Let us find the value of x(n) through Differentiation in frequency, whose discrete signal in Z-domain is given by $$x(n)\longleftrightarrow X(Z) = log(1+aZ^{-1})$$

By property, we can write that

\(nx(n)\longleftrightarrow -Z\frac{dx(Z)}{dz}\)

\(= -Z[\frac{-aZ^{-2}}{1+aZ^{-1}}]\)

\(= (aZ^{-1})/(1+aZ^{-1})\)

\(= 1-1/(1+aZ^{-1})\)

\(nx(n) = \delta(n)-(-a)^nu(n)\)

\(\Rightarrow x(n) = 1/n[\delta(n)-(-a)^nu(n)]\)

Multiplication in Time

It gives the change in Z-domain of the signal when multiplication takes place at discrete signal level.
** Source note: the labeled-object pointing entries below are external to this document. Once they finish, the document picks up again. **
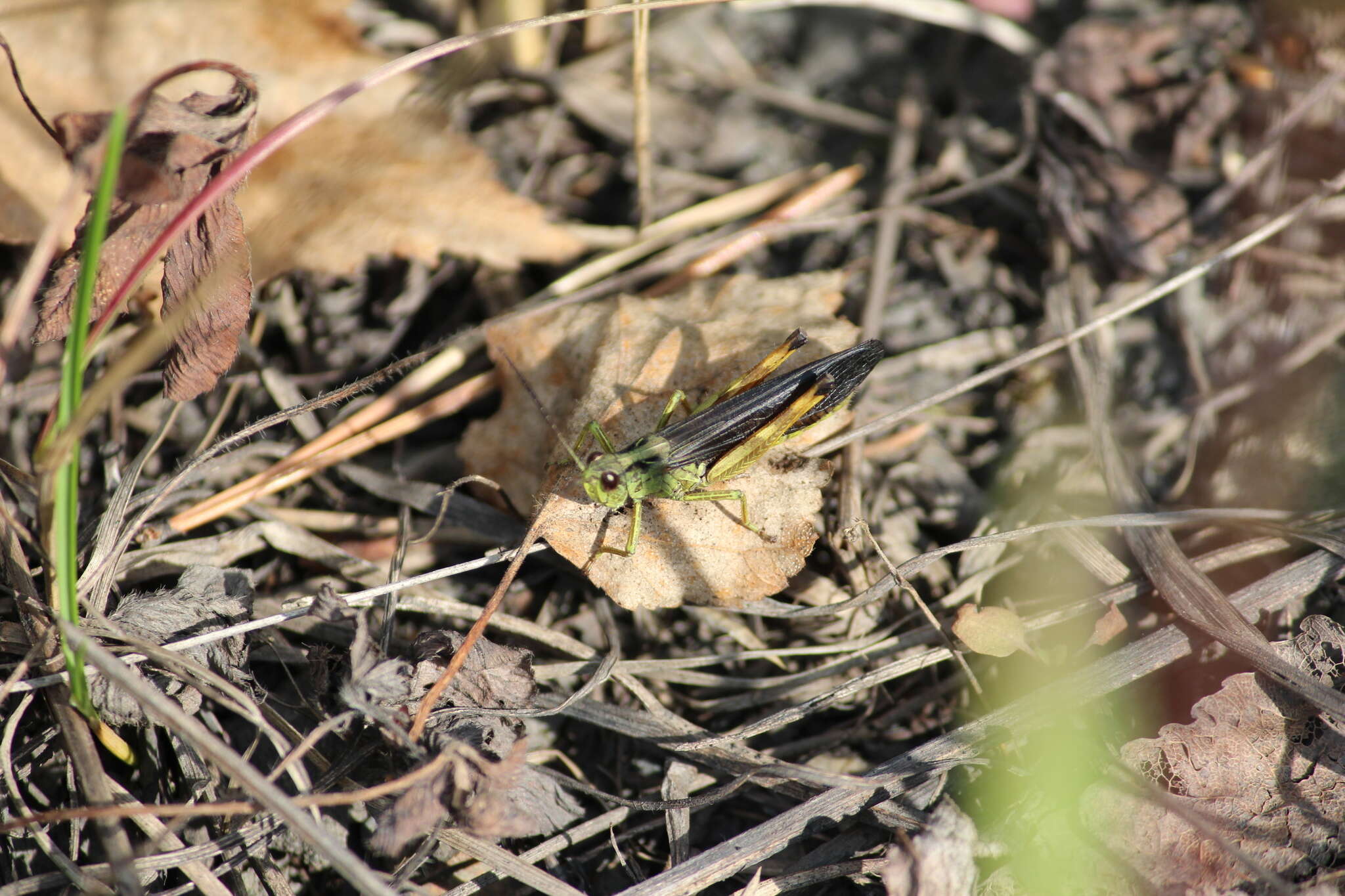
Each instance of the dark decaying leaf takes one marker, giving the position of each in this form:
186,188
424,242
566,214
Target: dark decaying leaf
494,676
378,688
486,788
174,151
1149,97
205,598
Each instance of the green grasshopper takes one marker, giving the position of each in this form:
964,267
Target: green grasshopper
724,436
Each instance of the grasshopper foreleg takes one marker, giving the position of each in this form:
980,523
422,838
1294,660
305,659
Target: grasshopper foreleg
595,430
725,495
632,536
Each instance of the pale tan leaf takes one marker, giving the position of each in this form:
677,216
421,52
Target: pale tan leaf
1109,626
994,631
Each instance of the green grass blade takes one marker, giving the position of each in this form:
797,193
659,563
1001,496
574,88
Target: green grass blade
66,507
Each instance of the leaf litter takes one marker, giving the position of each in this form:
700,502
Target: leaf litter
1097,209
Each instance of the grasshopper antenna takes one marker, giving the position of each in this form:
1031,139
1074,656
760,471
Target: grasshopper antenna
542,410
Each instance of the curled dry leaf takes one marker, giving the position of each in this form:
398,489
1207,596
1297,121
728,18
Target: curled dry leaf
618,362
1256,765
994,631
171,155
377,177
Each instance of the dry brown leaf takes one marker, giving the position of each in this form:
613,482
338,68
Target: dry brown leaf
1255,763
96,55
994,631
618,362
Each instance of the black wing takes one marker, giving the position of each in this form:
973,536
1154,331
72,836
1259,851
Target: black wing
707,437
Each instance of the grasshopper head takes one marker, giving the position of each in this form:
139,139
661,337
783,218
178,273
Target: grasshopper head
604,480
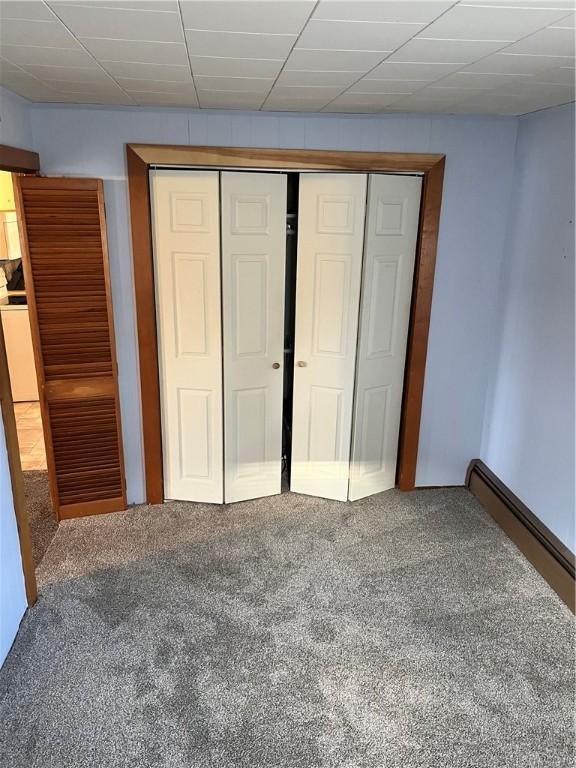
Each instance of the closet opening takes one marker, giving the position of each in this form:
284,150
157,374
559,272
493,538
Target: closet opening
289,322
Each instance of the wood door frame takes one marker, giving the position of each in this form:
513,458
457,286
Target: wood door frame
15,160
141,157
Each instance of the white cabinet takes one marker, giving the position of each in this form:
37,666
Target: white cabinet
20,353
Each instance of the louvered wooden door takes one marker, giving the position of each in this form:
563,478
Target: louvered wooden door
68,287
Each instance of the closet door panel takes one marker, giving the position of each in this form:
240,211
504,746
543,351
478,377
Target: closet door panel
253,265
330,239
186,233
390,250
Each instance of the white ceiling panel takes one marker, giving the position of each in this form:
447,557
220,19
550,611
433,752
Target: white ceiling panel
356,36
158,72
304,77
224,67
505,56
466,22
480,81
238,44
68,74
32,54
45,33
334,61
25,9
235,84
393,70
546,42
388,86
132,84
119,24
135,51
560,75
230,100
413,11
280,16
445,51
516,64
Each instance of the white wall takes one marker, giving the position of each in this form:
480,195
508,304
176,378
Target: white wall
480,151
529,430
15,130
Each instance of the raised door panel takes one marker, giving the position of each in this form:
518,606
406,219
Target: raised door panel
330,239
186,236
253,265
390,250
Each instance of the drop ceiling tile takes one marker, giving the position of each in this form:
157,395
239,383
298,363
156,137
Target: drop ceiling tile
119,24
568,22
445,51
230,100
356,35
237,84
365,100
559,75
170,6
130,84
159,72
306,92
225,67
238,44
304,77
68,74
281,16
334,61
387,86
546,42
150,99
403,70
481,81
415,11
25,9
471,22
38,55
50,34
517,64
136,51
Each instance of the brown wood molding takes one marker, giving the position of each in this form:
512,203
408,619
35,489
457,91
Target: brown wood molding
551,558
13,450
18,160
141,157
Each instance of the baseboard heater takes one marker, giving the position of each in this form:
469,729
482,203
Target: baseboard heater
551,558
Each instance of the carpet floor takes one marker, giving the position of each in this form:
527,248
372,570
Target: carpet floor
400,631
41,518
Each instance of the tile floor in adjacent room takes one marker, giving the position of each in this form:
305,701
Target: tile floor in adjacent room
30,435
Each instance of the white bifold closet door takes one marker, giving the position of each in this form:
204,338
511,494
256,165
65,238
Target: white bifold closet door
330,239
186,237
253,266
389,255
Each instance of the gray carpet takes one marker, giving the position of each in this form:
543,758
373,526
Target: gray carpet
401,631
41,518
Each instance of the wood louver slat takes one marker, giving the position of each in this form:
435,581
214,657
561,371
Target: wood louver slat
68,286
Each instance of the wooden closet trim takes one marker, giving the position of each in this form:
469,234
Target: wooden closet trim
17,160
141,157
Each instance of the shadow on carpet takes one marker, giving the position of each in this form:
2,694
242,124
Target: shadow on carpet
41,518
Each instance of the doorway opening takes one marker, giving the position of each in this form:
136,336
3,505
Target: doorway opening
22,374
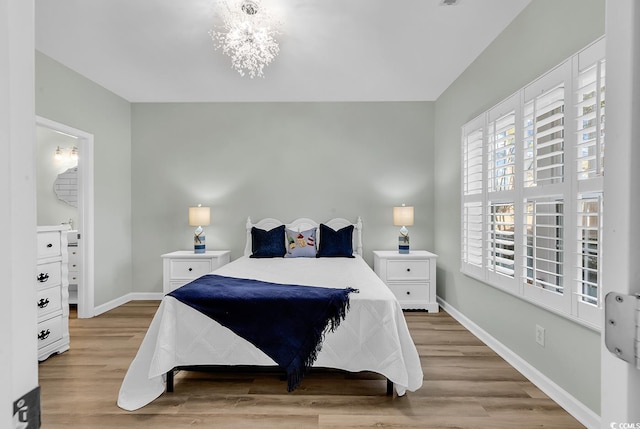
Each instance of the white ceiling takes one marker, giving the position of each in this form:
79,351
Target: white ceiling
330,50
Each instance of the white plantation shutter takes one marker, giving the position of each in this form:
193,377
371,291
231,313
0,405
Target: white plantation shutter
473,142
501,239
588,249
532,190
501,153
590,102
472,234
544,138
472,158
543,223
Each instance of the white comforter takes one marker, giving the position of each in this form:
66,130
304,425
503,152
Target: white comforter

$$x_1(n).x_2(n)\longleftrightarrow(\frac{1}{2\Pi j})[X_1(Z)*X_2(Z)]$$


Home work

  1. Determine the Z-transform of the following sequences and find ROC
    i. \(x(n) = (n + 2) (1/2)^n u(n)\)
    ii. \(x(n) = (2/3)^n u(n) + (3/4) u(n - 1)\)
  2. The z-transform of a signal is given by \(X(z) = \frac{1z^{-1} (1 - z^{-4})}{4(1 - z^{-1})^2}\) . Find the final value.